The call by retailers to lower the cash rate for December has been heard.

The Reserve Bank of Australia (RBA) has decided to lower the cash rate by another 0.25 per cent down to 4.25 per cent.

RBA governor Glenn Stevens said given the debt-crisis over in Europe, as well as precautionary behaviour by firms and households it will mean that there will be a “likelihood of a further material slowing in global growth has increased”.

According to Margy Osmond, the Australian National Retailers Association (ANRA) CEO, this decision will help boost Christmas retailing.

“The Reserve Bank’s decision has the potential to lower the stress for families as utility costs continue to climb, but it’s now up to the banks to deliver and pass on the whole of the cash rate cut to customers,” she said.

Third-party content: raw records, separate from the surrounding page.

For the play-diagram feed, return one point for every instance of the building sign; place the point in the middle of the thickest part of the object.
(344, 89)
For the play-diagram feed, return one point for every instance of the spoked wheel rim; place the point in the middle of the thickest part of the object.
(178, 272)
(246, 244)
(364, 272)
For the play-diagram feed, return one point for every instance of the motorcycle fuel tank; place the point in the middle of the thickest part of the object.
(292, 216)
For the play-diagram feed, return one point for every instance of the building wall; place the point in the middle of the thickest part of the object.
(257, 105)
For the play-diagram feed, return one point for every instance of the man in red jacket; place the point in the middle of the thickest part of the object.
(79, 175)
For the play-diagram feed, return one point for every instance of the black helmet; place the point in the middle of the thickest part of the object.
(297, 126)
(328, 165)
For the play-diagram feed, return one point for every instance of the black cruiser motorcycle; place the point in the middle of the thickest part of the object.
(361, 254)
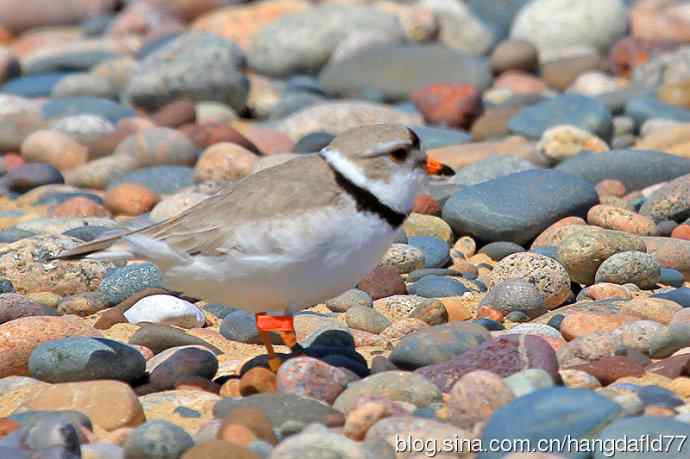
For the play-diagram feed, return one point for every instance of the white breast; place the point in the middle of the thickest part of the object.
(287, 264)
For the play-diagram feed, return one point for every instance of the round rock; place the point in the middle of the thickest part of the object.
(82, 359)
(636, 268)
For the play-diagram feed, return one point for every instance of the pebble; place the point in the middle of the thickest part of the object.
(427, 225)
(582, 112)
(615, 218)
(437, 344)
(475, 398)
(14, 306)
(516, 295)
(383, 282)
(130, 199)
(109, 405)
(165, 309)
(437, 287)
(224, 161)
(504, 356)
(367, 319)
(167, 368)
(82, 358)
(541, 24)
(636, 169)
(393, 385)
(157, 439)
(280, 408)
(19, 339)
(54, 148)
(406, 258)
(528, 381)
(309, 377)
(452, 105)
(508, 209)
(582, 413)
(351, 75)
(348, 299)
(121, 283)
(636, 268)
(159, 337)
(546, 274)
(159, 179)
(637, 335)
(584, 250)
(669, 340)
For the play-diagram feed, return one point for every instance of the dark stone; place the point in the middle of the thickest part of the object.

“Christmas retailing is immediately impacted by changes in the cash rate, people feel more confident to spend and more comfortable with managing their mortgage repayments. So maybe they will put a bit away for a rainy day, but they also feel more confident that getting a few extra gifts this year won’t break the bank.”

There are expectations that Australians will spend up to $25 billion in the weeks lead up to Christmas.

“Retail has already seen a boost with the November cash rate cut and the RBA has now delivered a second lift to the sector which we hope will see retail sales figures almost double in 2011 from last year – though it is unlikely they will reach the long-term average of 6 per cent growth,” Osmond said.